While Lolcats are the future of capitalism, check out Rolcats for proof that even Communism is not immune from the funny cat picture epidimic.

Failblog is brought up enough in conversation with people roughly my age that I’m pretty sure it’s not too embarrassing for me to publicly admit to reading it. But this still blows my mind: failblog and the associated webpages (hi there, lolcats) are an impressively profitable economic enterprise. How profitable? This post on The Economics of LOLCats has some good detailed information and hard numbers on just how much lolcats is bringing in, but here’s the most impressive statistic:

Now, consider that iCanHasCheezBurger contributes 5% to WordPress.com Unique user traffic, slightly more of its visitor pie. WordPress raised nearly $30,000,000 in financing, so we can losely say LOLCATs are worth 5% of that, or $1,500,000.

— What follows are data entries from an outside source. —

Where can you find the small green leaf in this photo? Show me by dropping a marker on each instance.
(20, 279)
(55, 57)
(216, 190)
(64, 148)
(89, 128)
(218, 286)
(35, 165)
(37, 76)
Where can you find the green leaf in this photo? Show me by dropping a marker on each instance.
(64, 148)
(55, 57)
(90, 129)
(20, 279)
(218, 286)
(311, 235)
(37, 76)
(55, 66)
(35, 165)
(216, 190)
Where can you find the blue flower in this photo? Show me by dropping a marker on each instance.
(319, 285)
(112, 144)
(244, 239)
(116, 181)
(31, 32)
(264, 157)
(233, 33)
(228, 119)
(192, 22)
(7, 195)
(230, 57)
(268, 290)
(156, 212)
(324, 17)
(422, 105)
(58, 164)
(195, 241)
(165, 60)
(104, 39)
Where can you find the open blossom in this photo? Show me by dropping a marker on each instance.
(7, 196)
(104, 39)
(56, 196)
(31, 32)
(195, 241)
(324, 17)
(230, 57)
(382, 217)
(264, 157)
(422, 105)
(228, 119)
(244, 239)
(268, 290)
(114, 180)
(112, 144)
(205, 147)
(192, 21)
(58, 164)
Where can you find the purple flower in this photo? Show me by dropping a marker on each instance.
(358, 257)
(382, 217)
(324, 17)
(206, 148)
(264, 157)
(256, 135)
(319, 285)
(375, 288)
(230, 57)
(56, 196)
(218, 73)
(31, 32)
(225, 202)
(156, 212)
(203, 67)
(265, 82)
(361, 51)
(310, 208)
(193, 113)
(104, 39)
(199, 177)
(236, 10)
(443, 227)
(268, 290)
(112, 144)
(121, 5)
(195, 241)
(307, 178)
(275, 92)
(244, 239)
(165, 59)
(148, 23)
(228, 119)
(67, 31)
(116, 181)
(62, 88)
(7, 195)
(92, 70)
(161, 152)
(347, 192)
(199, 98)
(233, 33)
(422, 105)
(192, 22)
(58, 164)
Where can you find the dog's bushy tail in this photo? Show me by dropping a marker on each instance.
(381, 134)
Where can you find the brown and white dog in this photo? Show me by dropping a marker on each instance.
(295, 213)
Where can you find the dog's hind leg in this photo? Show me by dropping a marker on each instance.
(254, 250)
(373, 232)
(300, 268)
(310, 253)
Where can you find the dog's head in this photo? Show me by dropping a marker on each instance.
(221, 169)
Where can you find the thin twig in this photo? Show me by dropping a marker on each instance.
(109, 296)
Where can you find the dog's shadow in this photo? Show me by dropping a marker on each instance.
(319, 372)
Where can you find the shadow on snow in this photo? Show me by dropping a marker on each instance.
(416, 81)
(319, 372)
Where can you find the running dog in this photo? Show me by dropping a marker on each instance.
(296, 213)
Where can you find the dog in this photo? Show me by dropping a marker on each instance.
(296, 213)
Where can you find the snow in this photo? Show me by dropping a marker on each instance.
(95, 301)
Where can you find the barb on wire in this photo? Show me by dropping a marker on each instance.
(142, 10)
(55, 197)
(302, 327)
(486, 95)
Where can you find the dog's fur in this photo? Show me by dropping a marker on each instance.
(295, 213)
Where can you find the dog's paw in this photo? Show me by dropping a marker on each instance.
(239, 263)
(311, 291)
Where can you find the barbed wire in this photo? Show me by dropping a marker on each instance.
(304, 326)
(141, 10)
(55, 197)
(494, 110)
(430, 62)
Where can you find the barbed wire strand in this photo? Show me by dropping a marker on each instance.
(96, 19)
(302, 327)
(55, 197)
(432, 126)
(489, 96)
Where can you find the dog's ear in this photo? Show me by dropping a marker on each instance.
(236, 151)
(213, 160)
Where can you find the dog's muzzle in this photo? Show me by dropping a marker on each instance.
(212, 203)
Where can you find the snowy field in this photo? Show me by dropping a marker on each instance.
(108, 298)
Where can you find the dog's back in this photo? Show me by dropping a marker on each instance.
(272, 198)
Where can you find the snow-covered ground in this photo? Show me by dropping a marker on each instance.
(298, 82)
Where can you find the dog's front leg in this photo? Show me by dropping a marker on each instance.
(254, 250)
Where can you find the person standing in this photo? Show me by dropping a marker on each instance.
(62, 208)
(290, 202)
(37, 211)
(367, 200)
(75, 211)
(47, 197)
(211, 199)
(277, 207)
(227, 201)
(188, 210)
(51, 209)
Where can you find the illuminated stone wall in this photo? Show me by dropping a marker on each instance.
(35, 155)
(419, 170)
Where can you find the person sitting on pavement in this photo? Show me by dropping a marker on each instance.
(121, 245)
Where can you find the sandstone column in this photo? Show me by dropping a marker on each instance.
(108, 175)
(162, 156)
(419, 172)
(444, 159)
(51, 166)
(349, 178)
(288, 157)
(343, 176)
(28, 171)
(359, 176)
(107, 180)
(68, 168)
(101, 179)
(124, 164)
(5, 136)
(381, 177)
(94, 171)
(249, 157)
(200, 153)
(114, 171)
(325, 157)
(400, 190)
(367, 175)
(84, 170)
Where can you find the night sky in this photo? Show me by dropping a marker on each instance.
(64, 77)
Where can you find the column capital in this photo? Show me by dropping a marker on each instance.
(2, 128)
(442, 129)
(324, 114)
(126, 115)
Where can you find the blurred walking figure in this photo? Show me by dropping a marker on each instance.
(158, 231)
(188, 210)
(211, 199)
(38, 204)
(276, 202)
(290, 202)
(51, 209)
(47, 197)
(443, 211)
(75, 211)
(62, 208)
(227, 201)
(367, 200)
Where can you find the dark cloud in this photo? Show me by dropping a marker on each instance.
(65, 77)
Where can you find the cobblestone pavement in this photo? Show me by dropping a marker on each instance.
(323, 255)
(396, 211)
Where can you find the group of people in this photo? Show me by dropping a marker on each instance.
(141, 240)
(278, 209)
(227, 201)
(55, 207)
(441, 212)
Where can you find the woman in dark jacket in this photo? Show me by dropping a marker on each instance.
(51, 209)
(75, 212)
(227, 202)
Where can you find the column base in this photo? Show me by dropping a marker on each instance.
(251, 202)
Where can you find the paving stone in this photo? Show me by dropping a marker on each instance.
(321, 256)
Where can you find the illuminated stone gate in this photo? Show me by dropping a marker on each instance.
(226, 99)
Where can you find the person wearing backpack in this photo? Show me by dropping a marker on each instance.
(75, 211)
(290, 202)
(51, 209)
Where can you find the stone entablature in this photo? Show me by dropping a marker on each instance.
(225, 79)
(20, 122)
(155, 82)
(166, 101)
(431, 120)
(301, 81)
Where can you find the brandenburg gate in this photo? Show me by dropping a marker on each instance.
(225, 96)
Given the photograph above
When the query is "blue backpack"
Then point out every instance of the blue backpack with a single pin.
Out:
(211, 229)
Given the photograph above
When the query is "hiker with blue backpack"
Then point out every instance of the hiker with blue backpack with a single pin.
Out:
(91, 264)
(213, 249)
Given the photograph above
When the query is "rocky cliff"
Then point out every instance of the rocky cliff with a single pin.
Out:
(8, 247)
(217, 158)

And the best part? All of Lolcat and Failblog’s content is produced by the consumers. And they produce it for free. (Somewhere, Marx is rolling in his grave about this flagrant undervaluing of labor…) And further note that these consumers happen to be members of a highly valuable demographic group, and who will quickly snap up any lolcat-related with equal fervor.

Failblog has a clip up giving a tour of the Failblog Headquarters — a spartan wall-less warehouse populated by what looks to be refugees from a Google POW camp — which proves that this isn’t some experimental off-shoot of Time-Warner. It’s just a bunch of kids who sit around all day going, “Hey, you know what people want to see? Funny redneck engineering!” And bam. Another phenomenon is born. All content generated by the internet hivemind.

Technology is amazing. For everyone who thought that the future would bring us flying cars and a cure to cancer, sorry. We got lolcats instead.

To prove that our economy has been taken over by lolcats, note that even Paul Krugman has fallen victim to their tiny kitten chokehold.